Sans attendre que l'Assemblée nationale ne valide définitivement l'adoption du texte par le parlement, la Quadrature du Net a publié mardi un projet de recours de 120 pages qu'elle déposera dans les prochains jours au Conseil constitutionnel pour demander la censure du projet de loi sur le renseignement, en vertu de la procédure de l'amicus curiae. Comme c'est de tradition, il est réalisé et déposé en lien avec la fédération French Data Network (FFDN) et le FAI associatif French Data Network (FDN).
"On souhaite transmettre le document le plus vite possible au Conseil, pour lui laisser le temps d'en prendre connaissance", explique Benjamin Bayart, porte-parole et fondateur de FFDN.

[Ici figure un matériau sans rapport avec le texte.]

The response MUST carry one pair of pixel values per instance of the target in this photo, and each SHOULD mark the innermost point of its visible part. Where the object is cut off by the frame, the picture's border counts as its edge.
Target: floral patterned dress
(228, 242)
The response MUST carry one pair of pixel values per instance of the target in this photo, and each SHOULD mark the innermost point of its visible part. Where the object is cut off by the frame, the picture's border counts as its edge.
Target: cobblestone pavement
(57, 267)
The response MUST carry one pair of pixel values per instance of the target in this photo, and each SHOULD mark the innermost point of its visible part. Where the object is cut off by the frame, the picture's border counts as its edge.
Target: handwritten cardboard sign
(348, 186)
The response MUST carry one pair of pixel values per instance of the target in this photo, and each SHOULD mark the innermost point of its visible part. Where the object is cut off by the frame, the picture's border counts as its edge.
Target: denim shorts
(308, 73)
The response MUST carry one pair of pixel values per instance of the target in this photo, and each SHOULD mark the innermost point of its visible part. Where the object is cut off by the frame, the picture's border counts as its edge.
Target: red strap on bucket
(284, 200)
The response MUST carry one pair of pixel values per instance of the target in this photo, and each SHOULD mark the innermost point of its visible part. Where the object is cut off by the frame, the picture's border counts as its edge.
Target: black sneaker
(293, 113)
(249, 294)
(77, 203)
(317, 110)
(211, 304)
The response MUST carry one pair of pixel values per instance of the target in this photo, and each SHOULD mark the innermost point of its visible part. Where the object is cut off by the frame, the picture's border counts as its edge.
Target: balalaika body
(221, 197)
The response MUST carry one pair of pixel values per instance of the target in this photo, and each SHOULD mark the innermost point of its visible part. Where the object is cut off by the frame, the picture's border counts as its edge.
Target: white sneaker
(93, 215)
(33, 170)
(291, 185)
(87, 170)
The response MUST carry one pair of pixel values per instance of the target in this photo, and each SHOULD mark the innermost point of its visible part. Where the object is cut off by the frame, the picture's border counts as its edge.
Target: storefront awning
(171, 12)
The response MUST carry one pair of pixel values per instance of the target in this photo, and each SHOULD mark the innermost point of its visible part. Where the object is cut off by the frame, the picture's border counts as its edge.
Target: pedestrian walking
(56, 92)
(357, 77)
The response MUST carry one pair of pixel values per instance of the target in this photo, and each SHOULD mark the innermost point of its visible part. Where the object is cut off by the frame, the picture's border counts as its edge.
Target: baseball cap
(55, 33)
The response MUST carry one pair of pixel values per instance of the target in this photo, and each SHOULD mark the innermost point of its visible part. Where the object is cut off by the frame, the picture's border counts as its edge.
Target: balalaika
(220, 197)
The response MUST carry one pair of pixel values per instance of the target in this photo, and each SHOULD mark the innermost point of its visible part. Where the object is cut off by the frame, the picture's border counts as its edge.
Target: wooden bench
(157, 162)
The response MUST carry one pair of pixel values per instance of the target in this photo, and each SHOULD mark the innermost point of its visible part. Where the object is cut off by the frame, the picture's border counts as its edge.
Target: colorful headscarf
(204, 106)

De façon très méthodique, précise et détaillée sur le plan du droit, et n'hésitant pas à se faire parfois didactique sur des points techniques essentiels à comprendre par des juristes qui ne sont pas experts en matière informatique, l'association demande au Conseil de constater que le projet de loi Renseignement ne respecte pas des principes consacrés par la constitution ou la jurisprudence.
"Le législateur et le gouvernement ont cependant échoué à assurer une conciliation juste et proportionnée entre la poursuite des objectifs affichés et le respect des droits et libertés protégés par la Constitution, et en particulier le droit à la vie privée et la liberté de communication", résument les auteurs du document, qui parfois mettent aussi l'Etat face à ses contradictions (par exemple au sujet du chiffrement conseillé par l'ANSSI mais considéré comme "attitude de clandestinité" devant justifier une surveillance accrue).

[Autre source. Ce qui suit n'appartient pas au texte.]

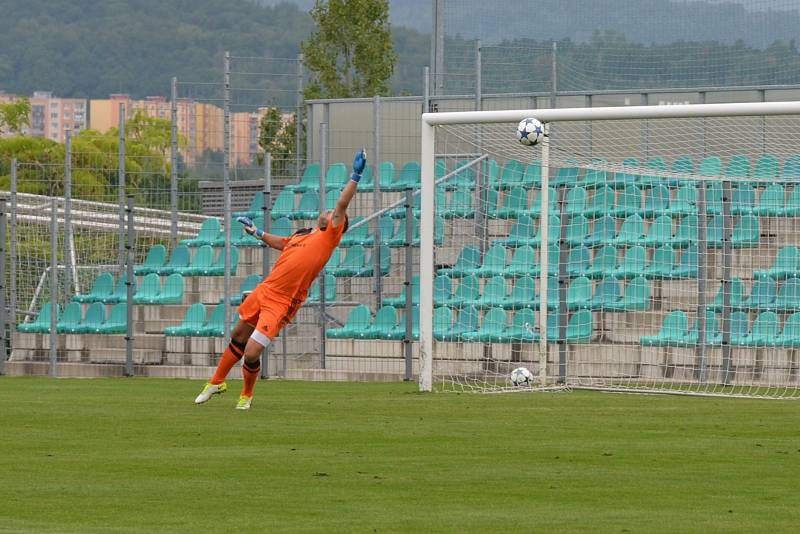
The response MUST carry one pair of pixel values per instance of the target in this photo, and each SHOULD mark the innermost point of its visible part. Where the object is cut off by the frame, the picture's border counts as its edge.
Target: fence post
(121, 188)
(323, 166)
(130, 243)
(376, 199)
(69, 248)
(408, 287)
(173, 171)
(53, 284)
(226, 179)
(13, 242)
(3, 316)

A travers l'amicus curiae, il est d'abord reproché au projet de loi de manquer de clarté, et donc de prévisibilité, dans la délimitation des nombreuses finalités pour lesquelles les services de renseignement peuvent collecter des informations ; ou de manquer de clarté dans le type d'informations effectivement collectées. Par ailleurs, la Quadrature du net et FFDN demandent aux sages de constater la disproportion des armes accordées aux services de renseignement, par rapport aux buts fixés, alors que la proportionnalité est un principe fondamental de toute restriction à la protection de la vie privée.

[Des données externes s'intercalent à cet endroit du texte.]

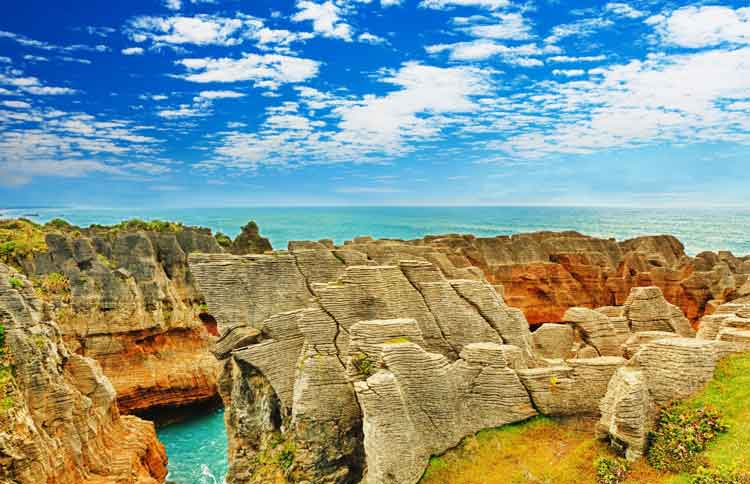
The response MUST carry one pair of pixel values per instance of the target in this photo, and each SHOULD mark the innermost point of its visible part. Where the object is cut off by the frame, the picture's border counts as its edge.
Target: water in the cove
(197, 448)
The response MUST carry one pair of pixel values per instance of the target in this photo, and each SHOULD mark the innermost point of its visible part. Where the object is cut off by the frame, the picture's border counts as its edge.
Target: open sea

Enfin, et longuement, le recours s'attarde sur la nécessité d'instaurer le juge judiciaire comme contrôle systématique de la proportionnalité des atteintes à la vie privée, alors que la loi crée une autorité administrative ad hoc, la Commission nationale de contrôle des techniques de renseignement (CNCTR), dépourvue de pouvoirs juridictionnels.
OPÉRER UN REVIREMENT DE JURISPRUDENCE
A travers ce mémoire, la Quadrature et FFDN invitent aussi le Conseil constitutionnel à opérer une évolution de sa jurisprudence en suivant l'avis de la Cour de justice de l'Union européenne (dans son arrêt Digital Rights Ireland) au sujet de la conservation des données de connexion, pour reconnaître enfin que les métadonnées doivent être considérées comme des données au moins aussi précieuses que le contenu lui-même, au regard de la vie privée. Leur collecte n'a pas à être moins bien encadrée que la lecture des correspondances.
En 2006, le Conseil avait validé la loi sur l'accès administratif aux données de connexion en jugeant qu'elle se "born(ait) à instaurer une procédure de réquisition des données techniques", comme si c'était moins grave que l'accès aux contenus. Or le volume des données concernées aujourd'hui par l'utilisation des services mobiles, et l'arrêt de la CJUE, invitent le Conseil à dépasser cette vision. Le mémoire prévient le Conseil que "sa décision de 2006 sur l'accès aux métadonnées reflète une réalité technique largement dépassée", et l'invite donc à "ré-évaluer à la lumière des évolutions dans l'utilisation des outils de communication électronique".
"La collecte des métadonnées doit être considérée au même titre que l’interception des communications téléphoniques ou Internet, et être entourée des mêmes garanties légales et des mêmes procédures, représentant une ingérence de la même ampleur dans la vie privée des citoyens", demande la Quadrature.
Juridiquement, rien n'oblige le Conseil constitutionnel à répondre à un amicus curiae et à traiter ses arguments un à un. Mais le fait de rendre le document public si tôt obligera médiatiquement les sages à en tenir compte dans l'examen des recours formels déposés par le président de la République et les parlementaires.